JAE is correct. The 76 mph wind speed appears to be service-level wind, not ultimate. The 0.6 factor should not be applied. I should have checked my math before posting. Sorry about that.
 
That was the direction I was leaning....would I also take off the 0.6 on the dead load in the ASD equations? Or just simply use the ASD combos from the ASCE 7-05 code?
 
Queue rant about load and importance factors being included in windspeed maps.. It only leads to confusion about what is actually going on "behind the scenes". That being said, I should have checked myself before posting.
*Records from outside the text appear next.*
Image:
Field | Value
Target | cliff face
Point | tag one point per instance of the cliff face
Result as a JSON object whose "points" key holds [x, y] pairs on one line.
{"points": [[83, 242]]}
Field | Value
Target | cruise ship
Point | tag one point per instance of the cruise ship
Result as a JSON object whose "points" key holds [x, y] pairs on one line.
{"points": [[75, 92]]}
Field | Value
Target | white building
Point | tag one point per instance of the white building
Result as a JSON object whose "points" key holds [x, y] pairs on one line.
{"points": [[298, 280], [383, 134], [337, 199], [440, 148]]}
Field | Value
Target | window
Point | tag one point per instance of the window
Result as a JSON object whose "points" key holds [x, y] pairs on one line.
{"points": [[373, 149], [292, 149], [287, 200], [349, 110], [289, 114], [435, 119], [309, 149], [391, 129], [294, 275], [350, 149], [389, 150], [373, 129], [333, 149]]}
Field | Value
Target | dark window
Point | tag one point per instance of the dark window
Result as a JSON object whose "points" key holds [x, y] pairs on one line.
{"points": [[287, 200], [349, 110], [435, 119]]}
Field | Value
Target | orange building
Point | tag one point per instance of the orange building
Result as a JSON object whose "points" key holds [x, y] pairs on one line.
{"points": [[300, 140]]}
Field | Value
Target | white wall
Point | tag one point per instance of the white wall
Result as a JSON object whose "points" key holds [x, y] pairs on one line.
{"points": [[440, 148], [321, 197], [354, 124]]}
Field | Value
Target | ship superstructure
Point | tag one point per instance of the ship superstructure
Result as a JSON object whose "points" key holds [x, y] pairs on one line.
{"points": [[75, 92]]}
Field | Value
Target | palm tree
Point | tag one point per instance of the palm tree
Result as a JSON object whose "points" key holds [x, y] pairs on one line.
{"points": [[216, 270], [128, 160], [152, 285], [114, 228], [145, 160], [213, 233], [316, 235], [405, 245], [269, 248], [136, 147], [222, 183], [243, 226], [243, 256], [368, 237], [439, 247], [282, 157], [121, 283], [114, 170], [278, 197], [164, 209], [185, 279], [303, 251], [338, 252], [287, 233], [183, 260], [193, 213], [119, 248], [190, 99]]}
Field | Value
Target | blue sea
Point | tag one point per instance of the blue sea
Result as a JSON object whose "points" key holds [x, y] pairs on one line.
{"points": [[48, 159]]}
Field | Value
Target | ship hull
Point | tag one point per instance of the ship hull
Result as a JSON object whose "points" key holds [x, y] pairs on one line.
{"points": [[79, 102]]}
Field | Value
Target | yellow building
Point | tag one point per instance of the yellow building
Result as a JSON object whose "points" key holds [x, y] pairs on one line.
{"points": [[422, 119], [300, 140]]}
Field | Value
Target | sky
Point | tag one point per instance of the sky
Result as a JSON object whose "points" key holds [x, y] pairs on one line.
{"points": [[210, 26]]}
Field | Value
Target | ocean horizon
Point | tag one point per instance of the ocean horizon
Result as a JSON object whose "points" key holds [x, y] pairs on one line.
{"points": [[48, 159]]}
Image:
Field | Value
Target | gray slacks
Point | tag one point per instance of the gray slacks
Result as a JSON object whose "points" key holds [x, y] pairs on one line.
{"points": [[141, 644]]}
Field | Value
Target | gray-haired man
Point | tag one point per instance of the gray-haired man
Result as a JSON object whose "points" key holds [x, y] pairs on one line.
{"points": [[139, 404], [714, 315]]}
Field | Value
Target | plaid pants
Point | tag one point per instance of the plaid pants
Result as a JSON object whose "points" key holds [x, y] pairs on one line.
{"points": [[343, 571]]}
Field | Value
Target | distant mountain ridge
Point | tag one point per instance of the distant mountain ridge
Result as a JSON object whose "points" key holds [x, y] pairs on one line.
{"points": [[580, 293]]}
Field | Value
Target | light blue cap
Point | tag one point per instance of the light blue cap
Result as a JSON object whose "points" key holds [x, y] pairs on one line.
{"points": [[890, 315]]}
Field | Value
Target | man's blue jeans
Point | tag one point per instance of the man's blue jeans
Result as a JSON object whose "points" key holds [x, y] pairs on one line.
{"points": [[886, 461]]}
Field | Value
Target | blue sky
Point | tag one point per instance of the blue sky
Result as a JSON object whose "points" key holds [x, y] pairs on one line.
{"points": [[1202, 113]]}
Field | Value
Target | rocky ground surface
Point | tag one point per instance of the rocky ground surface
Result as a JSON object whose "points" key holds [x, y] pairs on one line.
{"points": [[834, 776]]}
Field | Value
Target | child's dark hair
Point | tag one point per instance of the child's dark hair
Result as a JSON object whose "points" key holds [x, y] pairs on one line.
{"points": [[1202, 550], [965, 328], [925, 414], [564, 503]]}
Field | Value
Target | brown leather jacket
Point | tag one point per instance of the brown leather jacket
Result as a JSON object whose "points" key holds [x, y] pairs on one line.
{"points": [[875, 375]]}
Personally, I still apply a 0.7 factor to my service-level wind loads from design for deflection and drift checks to arrive at 10 year wind pressure. (This adjusts for 10 yr wind but leaves the importance factor in the wind pressures - generally conservative but not overly so).
 
For the overturning/uplift check you'd still want to keep the 0.6D in the load combination (i.e. 0.6D + 1.0W)
That provides an inherent safety factor of about 1.5 on overturning.